To find the real story behind the Rule of Thirds, we need to go back in time — not to the Renaissance, nor to the Greeks, and not even to Adam or Eve, but much further — to the creation of the universe. Why is that? Read “The Greatest Story NEVER Told, by Yours Truly Ron Watson.
Nature’s Harmonic Unity
There is a number that determines how a sunflower’s seeds grow, determines the path a hawk takes when diving at its prey; it is echoed in the breeding habits of rabbits, and it even determines how the spirals in a spiral galaxy are laid out. It’s all very simple in its beauty, and best of all – it’s all true. Interestingly enough, this mathematical principle has been seen in artwork as early as 400 B.C. Today, we refer to this line by several names: the Golden Ratio, the Golden Mean, The Divine Proportion, but whatever you call it, you should notice that it does not line up with the rule of thirds. Almost but not quite…
Beauty is Ratio!
The ratio of the Golden Section when applied to art, photography, or architecture fulfills a certain aesthetic need in a man’s search for beauty. What you’re learning here was reserved for the mystery schools of old from Pythagoris to Michelangelo to Leonardo da Vinci. The work by Leonardo da Vinci, “The Magical Proportions of Man”, shows the Golden Section as a basis of measurement on the human body. This sacred proportion is the governing ratio in the Great Pyramid that has five sides and five corners. Further study of the geometry of the pyramid will reveal additional relationships to the pentacle.

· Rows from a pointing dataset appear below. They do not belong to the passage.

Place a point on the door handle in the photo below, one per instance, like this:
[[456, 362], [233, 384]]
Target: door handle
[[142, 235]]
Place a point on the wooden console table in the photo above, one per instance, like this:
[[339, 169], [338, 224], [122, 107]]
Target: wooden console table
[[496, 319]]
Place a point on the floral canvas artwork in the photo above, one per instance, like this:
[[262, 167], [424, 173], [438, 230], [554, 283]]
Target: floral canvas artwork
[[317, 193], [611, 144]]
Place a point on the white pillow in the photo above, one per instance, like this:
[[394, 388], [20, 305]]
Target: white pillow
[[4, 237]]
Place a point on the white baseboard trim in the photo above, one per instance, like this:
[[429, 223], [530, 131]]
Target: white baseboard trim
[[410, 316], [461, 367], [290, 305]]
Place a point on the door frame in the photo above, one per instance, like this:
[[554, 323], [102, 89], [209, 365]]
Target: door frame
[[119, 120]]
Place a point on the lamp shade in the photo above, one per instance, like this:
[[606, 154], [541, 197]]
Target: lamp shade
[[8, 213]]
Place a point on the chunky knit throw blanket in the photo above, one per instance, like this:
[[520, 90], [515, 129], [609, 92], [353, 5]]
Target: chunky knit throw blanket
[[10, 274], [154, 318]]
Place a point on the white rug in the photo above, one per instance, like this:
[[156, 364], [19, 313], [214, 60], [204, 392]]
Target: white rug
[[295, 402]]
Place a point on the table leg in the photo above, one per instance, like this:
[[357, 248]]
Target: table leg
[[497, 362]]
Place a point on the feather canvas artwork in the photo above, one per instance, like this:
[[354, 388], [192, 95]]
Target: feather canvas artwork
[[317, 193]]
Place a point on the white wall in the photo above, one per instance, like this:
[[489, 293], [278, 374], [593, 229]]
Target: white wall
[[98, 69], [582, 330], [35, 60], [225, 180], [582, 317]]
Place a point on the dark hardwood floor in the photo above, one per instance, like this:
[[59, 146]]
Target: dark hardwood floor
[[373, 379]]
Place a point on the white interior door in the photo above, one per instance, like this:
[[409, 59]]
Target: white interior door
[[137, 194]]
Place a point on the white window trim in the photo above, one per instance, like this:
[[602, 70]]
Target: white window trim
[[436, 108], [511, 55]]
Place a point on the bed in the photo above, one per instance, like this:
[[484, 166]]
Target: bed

Believe it or not, our definition of what’s attractive is more a matter of math than a matter or taste. In other words, the immediate internal decision about whether we’re attracted to something or someone is, largely, a highly mathematical process based on certain formulas – in this case, something referred to as the Golden Ratio showing up all over the human body, such as the length of the arms and legs, compared to the torso, and it seems to define what proportions look best.
Moreover, artists and sculptors have known about the Golden Ratio for a long time and have used it to create sculptures and artwork of the ideal human figure. Today, surgeons and dentists use it to restructure the human face following the magical proportions of the Golden Rule. The head forms a golden rectangle with the eyes at its midpoint, while the mouth and nose are each placed at golden sections of the distance between the eyes and the bottom of the chin.
Within the golden section is also found a ratio that is known as the Fibonacci sequences, found throughout nature in frailest of a pineapple, an uncoiling fern, in the design of a chambered nautilus sea shell, the leaf distribution of various plants and ivy and the bee hive architecture, which is governed by the genealogy of the drone bee.
Thus, the ‘Divine Section’ can now be shown to be one of the greatest factors for the just development of the proportional spaces in all flowers, plants, and shells, and so much is this the case that on the basis of the series 3:5:8:13… etc., a theory of proportion may be advanced that will approximately supply the requirements of all students in the art of design, and added to photography it makes an artist out of a photographer and separates the pro from the novice.
All aspiring photographers and photojournalists: May this help guide you in a profession that has endless possibilities and which brings the world of laughter and tears to view repeatedly.
“Photography is a love affair with life.” Burk Uzzle, 1938
“Photography for me is not looking, it’s feeling. If you can’t feel what you’re looking at, then you’re never going to get others to feel anything when they look at your pictures.”
Don McCullin, documentary photographer
“It’s about reacting to what you see, hopefully without preconception. You can find pictures anywhere. It’s simply a matter of noticing things and organising them. You just have to care about what’s around you and have a concern with humanity and the human comedy.”
Elliott Erwitt, 1928 a master of street photography known for its heartwarming charm.